Октябрьская революция была таким историческим действием. Для белорусского народа также. Это и придавало новую масштабность белорусскому художественному слову.
К. Чорный ясно представлял себе, что только из разговора с целым миром о том, что миру интересно знать после Шекспира и Толстого, Достоевского и Бальзака, что только из такого разговора, широкого и серьезного, может вырасти подлинная литература. И вот для того, чтобы понять, что еще можно сказать не только о себе, своем крае, но и о человечестве, человеке на планете Земля после Толстого, Бальзака, Горького, белорусский прозаик и начинает внимательно изучать классику. Немалое значение в этом смысле имели переводы на белорусский язык произведений А. С. Пушкина, А. Н. Островского, Н. В. Гоголя, А. М. Горького, сделанные К. Чорным. Можно обнаружить и более активное, творческое изучение классики, которое порой напоминает даже соперничество, но не самоуверенно «молодняковское», а серьезное, вдумчивое, с полным пониманием сложности задачи.
Берется, к примеру, толстовский «Холстомер» и пишется как бы его белорусский вариант, где лошадь — не с господской конюшни, а из крестьянского хлева, а жизнь, о которой «думает» лошадь,— мужицкая.
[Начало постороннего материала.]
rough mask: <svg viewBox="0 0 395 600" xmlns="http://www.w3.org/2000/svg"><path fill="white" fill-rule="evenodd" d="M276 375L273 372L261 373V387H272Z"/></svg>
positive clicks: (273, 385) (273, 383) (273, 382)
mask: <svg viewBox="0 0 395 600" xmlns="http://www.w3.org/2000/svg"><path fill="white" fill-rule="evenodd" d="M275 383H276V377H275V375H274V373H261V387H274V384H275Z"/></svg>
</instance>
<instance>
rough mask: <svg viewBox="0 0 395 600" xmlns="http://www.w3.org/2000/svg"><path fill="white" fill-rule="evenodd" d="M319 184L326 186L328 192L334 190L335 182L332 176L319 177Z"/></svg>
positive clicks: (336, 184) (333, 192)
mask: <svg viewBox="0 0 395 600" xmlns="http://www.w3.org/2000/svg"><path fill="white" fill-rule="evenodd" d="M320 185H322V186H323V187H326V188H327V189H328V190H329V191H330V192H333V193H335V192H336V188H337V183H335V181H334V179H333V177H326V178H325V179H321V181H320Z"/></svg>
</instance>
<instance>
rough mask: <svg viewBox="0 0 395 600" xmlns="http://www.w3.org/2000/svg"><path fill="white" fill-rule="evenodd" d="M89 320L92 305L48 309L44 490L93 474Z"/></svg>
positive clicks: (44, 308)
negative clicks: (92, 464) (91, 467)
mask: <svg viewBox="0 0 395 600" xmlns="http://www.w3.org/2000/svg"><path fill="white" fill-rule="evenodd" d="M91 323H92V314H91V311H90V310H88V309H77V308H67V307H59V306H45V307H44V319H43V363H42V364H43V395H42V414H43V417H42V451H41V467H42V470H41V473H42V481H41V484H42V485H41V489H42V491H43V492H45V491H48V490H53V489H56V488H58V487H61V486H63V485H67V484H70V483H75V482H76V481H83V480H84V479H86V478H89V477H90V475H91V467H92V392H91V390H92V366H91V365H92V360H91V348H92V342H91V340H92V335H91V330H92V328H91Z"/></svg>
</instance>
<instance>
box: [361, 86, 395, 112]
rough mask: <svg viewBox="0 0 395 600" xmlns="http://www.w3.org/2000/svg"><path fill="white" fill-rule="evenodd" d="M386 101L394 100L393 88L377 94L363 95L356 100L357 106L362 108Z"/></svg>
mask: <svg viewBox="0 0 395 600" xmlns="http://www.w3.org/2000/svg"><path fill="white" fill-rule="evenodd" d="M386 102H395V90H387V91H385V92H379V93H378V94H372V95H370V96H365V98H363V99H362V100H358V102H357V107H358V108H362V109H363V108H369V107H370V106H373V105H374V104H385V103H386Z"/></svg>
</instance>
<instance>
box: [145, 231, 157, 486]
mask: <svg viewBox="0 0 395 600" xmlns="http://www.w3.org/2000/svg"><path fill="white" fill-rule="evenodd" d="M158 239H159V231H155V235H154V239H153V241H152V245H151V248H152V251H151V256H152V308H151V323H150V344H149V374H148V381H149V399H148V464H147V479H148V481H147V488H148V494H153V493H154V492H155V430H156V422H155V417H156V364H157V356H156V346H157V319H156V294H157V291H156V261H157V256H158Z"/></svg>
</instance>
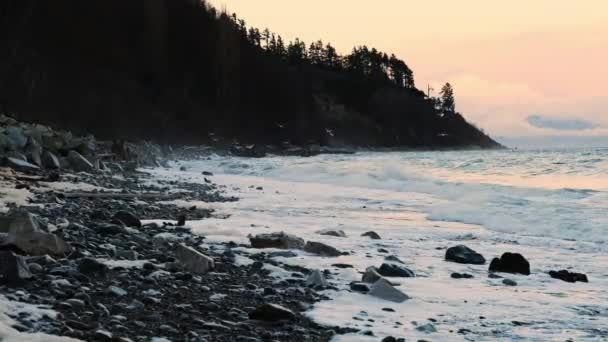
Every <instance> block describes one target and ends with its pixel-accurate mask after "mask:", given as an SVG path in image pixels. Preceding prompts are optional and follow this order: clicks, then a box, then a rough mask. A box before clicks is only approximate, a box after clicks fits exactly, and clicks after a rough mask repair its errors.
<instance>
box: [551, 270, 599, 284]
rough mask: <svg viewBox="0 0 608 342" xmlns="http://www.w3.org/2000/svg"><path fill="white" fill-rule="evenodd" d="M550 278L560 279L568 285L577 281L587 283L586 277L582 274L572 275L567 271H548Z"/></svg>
mask: <svg viewBox="0 0 608 342" xmlns="http://www.w3.org/2000/svg"><path fill="white" fill-rule="evenodd" d="M549 276H551V278H555V279H560V280H563V281H565V282H568V283H576V282H577V281H580V282H583V283H588V282H589V279H587V275H585V274H583V273H574V272H569V271H567V270H561V271H549Z"/></svg>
И не столько обобщающие мысли о жизни (у Толстого они немного ироничные, поданные через «нормальный», «естественный» взгляд Холстомера, который, например, удивляется, почему люди так любят слово «мое») важно сформулировать молодому К. Чорному в «Буланом», для него важнее точно угадать, передать самые тонкие ощущения живого существа.
Именно психологизма не хватает белорусской прозе, считает К. Чорный, и потому его «эксперимент» — в этом направлении прежде всего.
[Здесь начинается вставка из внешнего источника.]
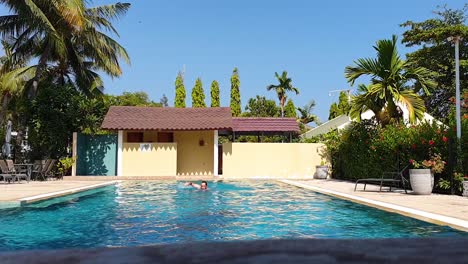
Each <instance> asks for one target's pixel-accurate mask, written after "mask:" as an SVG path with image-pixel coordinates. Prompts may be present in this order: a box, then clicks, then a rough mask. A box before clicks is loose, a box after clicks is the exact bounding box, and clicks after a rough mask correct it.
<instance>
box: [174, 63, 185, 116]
mask: <svg viewBox="0 0 468 264" xmlns="http://www.w3.org/2000/svg"><path fill="white" fill-rule="evenodd" d="M175 87H176V96H175V99H174V106H175V107H178V108H184V107H185V97H186V93H185V86H184V77H183V76H182V73H180V72H179V73H178V74H177V78H176V81H175Z"/></svg>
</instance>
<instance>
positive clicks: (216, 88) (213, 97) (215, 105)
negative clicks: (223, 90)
mask: <svg viewBox="0 0 468 264" xmlns="http://www.w3.org/2000/svg"><path fill="white" fill-rule="evenodd" d="M219 105H220V103H219V83H218V82H217V81H216V80H214V81H213V82H212V83H211V107H219Z"/></svg>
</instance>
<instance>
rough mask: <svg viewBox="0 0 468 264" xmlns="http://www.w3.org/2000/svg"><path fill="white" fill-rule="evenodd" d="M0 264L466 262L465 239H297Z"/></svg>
mask: <svg viewBox="0 0 468 264" xmlns="http://www.w3.org/2000/svg"><path fill="white" fill-rule="evenodd" d="M0 263H2V264H9V263H15V264H17V263H49V264H53V263H67V264H74V263H205V264H207V263H216V264H224V263H226V264H227V263H268V264H272V263H399V264H401V263H468V238H462V239H460V238H425V239H375V240H371V239H362V240H355V239H340V240H334V239H303V240H302V239H301V240H263V241H233V242H206V243H205V242H199V243H190V244H175V245H154V246H143V247H121V248H96V249H70V250H44V251H16V252H2V253H0Z"/></svg>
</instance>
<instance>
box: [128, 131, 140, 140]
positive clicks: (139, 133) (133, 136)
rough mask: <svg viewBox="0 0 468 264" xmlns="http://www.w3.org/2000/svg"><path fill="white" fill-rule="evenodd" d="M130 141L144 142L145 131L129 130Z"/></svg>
mask: <svg viewBox="0 0 468 264" xmlns="http://www.w3.org/2000/svg"><path fill="white" fill-rule="evenodd" d="M127 142H128V143H139V142H143V132H128V133H127Z"/></svg>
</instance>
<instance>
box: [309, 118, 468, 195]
mask: <svg viewBox="0 0 468 264" xmlns="http://www.w3.org/2000/svg"><path fill="white" fill-rule="evenodd" d="M463 130H464V132H463V133H462V134H463V135H464V137H463V138H462V142H460V144H461V145H462V148H460V149H458V150H457V139H456V136H455V132H454V130H453V129H452V128H449V127H447V126H444V125H438V124H428V123H423V124H419V125H417V126H410V127H407V126H405V125H402V124H390V125H387V126H385V127H380V126H378V125H376V124H374V123H372V122H371V121H363V122H361V123H355V122H353V123H351V125H349V126H348V127H347V128H346V129H344V130H343V131H341V132H337V131H332V132H330V133H328V134H327V135H323V136H321V137H319V138H316V139H312V140H313V141H315V142H316V141H320V140H321V141H323V142H324V143H325V144H326V145H327V151H328V154H329V155H330V157H331V159H330V160H331V163H332V168H333V173H332V176H333V177H334V178H337V179H344V180H353V181H354V180H356V179H360V178H369V177H379V176H380V175H381V173H382V171H398V170H400V169H401V168H403V167H405V166H407V165H409V160H416V161H424V160H426V161H428V160H432V159H434V157H435V156H438V157H439V158H440V160H443V161H447V164H446V165H447V166H446V167H445V169H444V170H437V171H436V175H435V176H436V179H435V181H436V183H438V182H440V184H437V185H436V188H435V192H448V190H450V189H451V187H452V186H450V182H454V184H453V185H454V186H453V188H454V189H456V190H455V191H456V192H457V193H458V192H459V186H458V180H455V181H451V177H453V172H454V171H458V172H460V173H462V174H463V175H465V174H466V171H463V170H466V168H465V167H467V166H463V164H467V158H468V154H467V151H466V149H467V148H466V143H467V140H466V133H467V132H468V120H466V119H465V120H464V124H463ZM312 140H311V141H312ZM460 151H461V152H460ZM457 157H461V162H460V164H457ZM447 184H448V185H447Z"/></svg>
Или под впечатлением горьковского рассказа «Тоска» (о неожиданном испуге купца перед бессмысленностью его жизни и неизбежностью смерти) пишется как бы новый, белорусский его вариант — «Порфир Кияцкий». Что-то горьковское остается (утренний разговор с женой, которая вдруг показалась такой чужой бегство в город, встреча с похоронной процессией), только вместо целостного рассказа — «рисунки человеческих ощущений», и каждое мимолетное ощущение Порфира Кияцкого, который вдруг осознал невозможность жить, как жил прежде, само по себе интересует молодого прозаика, как глубочайшая психологическая загадка, которую нужно раскрыть «до самого дна».
Но не от беспомощности такое прямое литературное наследование, а как раз наоборот, от молодого ощущения своих возможностей, ибо «сила по жилушкам переливается», и хочется ее проверить и таким способом.
Но не только таким.
Перед молодым прозаиком все время стоят и требуют практического ответа вопросы: что нужно, чтобы твоя литература, твоя белорусская проза была интересной, нужной и для других? Нужно, чтобы она была белорусская, но чтобы «белорусская» не означало — этнографизм, бытописательство.
Нужно, чтобы, повествуя о своем, она говорила и о всеобщем, чтобы весь человек в ней присутствовал. И не только поведение, мысли, чувства человека, но и то, что «на грани мыслей и чувств», что на границе меж горем и радостью, печалью и бездумной веселостью.
Психологизм, углубленный, напряженный, аналитический,— вот путь, который во второй половине двадцатых годов выбрал для себя молодой К. Чорный, убежденный в том, что, только вырабатывая свои «прозаические», «эпические» и «аналитические» средства, белорусская проза поднимется до уровня поэтических вершин купаловской, коласовской, богдановичской классики.
Выработать — и по возможности ускоренно — свою зрелую прозаическую традицию можно, считал К. Чорный, если прямо включить белорусскую прозу в «силовое поле» русской и мировой литературной традиции.
***
Бывают периоды, времена, когда в особенном движении всё: общество, классы, психология и даже язык, его функциональные стили. Грани жизниоткрываются глазу, как земные пласты в глубоких карьерах, литература в такие периоды даже ученической рукой способна делать значительные открытия.
Таким необычайным периодом для белорусской литературы — для прозы в частности — были революционные и послереволюционные годы. Поэтическая сила этой прозы вырастала из самых простых вещей, положений, характеров, читателю впервые открывалось само житье-бытье белоруса, его быт, его существование среди других народов.
...Тяжелый, как из железа, смолистый корень, что неожиданной формой своей как бы повторяет наши детские ночные видения и фантазии, положили на глянец рояля.